Tips from the coop experts
Published: Friday, April 26, 2013 at 3:00 a.m.
Last Modified: Tuesday, April 23, 2013 at 4:05 p.m.
A surge in backyard chicken-raising is raising the bar on henhouse design, say two Bay Area men who have just published a new book called “Reinventing the Chicken Coop.”
Kevin McElroy and Matthew Wolpe, both self-described “makers” who love to sketch and tinker, said coops are hybrid structures, “part outbuilding, part outdoor furniture, part sculpture.”
“Chicken coops are becoming more and more prevalent and they're becoming kind of an accessory for people's yards. Rather than being a ramshackle thing, they have potential for being really cool and fun to make,” said Wolpe, a furniture maker who works in the woodshop of the UC Berkeley architecture school.
He and McElroy were recruited to do a book for do-it-yourselfers by Storey Publishing after their Chick-in-A-Box, an homage to mid-century modern design with a butterfly roof and open-to-the outdoors-design, won the Editor's Choice award at the annual Maker Faire.
The book includes 14 original designs with step-by-step instructions for building a chicken coop you could also place in your front yard without fear of backlash from your neighbors... as long as their are no roosters in the henhouse.
But there are a few basics that are important to include in any design to keep your hens healthy, safe and laying.
* Space Requirements: There are many different breeds of different sizes. But the basic rule of thumb is to provide roughly eight to 10 square feet of space per chicken.
* It's not enough simply to provide a place for roosting and nesting. Chickens need access to outdoor space for ground contact, for scratching and grooming. So create an attached run that is tightly enclosed, including on top, so predators can't get inside.
* If you prefer your chickens to be free-range or want to enlist them to fertilize your yard, your run can be a simple fence of at least four feet high with no roof. But be aware that they can still be prey for winged predators. Make sure the coop is secure at night.
* Chicken Tractors: This is a popular way to move your brood about and use them to fertilize your bed or field. Make the coop mobile with no floor, allowing chickens to forage, peck and fertilize beneath it. This is best however, for larger properties.

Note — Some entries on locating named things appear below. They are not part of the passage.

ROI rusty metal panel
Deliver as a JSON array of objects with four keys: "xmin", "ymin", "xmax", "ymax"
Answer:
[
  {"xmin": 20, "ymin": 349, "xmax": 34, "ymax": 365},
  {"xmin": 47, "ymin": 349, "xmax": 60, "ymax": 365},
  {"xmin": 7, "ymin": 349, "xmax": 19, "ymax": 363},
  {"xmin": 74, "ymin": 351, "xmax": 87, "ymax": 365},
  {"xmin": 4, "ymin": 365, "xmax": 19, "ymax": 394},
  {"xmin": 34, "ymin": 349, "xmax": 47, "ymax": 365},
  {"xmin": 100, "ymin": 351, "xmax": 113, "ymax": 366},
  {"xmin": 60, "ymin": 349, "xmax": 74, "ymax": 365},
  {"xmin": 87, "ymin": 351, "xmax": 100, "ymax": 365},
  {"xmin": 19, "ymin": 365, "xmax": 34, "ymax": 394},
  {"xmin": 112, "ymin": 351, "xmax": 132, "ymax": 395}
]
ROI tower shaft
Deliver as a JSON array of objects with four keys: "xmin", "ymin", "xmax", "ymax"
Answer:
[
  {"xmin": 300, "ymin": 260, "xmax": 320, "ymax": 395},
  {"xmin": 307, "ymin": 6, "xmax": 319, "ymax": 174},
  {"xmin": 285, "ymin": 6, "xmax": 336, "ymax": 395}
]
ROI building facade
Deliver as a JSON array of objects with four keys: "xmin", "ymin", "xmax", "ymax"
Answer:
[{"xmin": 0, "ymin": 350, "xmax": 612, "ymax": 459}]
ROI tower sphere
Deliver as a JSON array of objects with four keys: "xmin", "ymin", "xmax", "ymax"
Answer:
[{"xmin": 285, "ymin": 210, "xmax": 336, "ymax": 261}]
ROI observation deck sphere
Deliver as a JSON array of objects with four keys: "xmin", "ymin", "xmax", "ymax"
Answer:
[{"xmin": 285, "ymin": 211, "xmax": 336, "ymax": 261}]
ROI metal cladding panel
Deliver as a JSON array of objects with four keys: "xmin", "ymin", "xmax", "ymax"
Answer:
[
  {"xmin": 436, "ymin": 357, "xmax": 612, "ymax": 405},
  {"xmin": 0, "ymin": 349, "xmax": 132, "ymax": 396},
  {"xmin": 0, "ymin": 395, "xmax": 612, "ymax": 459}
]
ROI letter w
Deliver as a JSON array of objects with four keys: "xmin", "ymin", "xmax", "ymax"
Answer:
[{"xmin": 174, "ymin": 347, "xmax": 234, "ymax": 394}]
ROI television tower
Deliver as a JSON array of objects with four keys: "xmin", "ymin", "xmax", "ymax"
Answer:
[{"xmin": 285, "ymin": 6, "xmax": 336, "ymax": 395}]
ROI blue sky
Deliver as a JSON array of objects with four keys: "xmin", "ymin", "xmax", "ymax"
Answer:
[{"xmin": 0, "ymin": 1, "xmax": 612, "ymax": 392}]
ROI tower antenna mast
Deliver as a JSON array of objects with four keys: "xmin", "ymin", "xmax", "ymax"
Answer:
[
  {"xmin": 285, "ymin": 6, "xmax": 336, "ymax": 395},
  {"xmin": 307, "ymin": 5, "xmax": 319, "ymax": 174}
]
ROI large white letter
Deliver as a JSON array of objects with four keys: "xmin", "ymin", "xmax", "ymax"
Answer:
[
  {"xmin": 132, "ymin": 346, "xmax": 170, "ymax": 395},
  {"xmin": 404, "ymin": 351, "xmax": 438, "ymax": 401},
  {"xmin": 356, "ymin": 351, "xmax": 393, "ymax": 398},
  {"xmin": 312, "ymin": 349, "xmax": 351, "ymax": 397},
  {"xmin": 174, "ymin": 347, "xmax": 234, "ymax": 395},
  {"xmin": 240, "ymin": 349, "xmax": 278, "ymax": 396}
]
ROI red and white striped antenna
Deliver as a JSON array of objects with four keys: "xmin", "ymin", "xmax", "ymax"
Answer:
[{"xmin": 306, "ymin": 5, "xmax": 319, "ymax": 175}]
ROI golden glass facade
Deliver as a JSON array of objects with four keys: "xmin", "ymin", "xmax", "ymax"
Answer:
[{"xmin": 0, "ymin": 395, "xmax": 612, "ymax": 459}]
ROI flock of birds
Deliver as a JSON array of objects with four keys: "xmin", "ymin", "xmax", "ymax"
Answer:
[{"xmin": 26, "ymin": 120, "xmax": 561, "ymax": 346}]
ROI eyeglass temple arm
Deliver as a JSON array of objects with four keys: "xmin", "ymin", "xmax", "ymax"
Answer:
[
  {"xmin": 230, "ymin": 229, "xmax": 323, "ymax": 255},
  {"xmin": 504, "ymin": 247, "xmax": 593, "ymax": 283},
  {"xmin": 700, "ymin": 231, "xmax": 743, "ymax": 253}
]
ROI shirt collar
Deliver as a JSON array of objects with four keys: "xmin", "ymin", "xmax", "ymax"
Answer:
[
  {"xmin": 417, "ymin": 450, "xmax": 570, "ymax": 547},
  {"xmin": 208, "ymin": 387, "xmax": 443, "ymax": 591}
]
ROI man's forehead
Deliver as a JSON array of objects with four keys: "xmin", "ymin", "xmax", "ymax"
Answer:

* Roosts: Chickens roost while they sleep, so you'll need to build in roosting bars. The higher up in the coop, the happier your hens will be. Allow at least eight inches of horizontal roosting space on the bar per bird and 12 inches of height.
* Ventilation: This is essential to remove dust and moisture and prevent the build-up of ammonia from accumulated droppings.
* Nesting Boxes: Hens like to fee safe and secure when laying, so keep it dark with an enclosed feel. Some builders like to attach them as shed-like boxes coming out the side with doors to drop down or open for egg collection from the outside.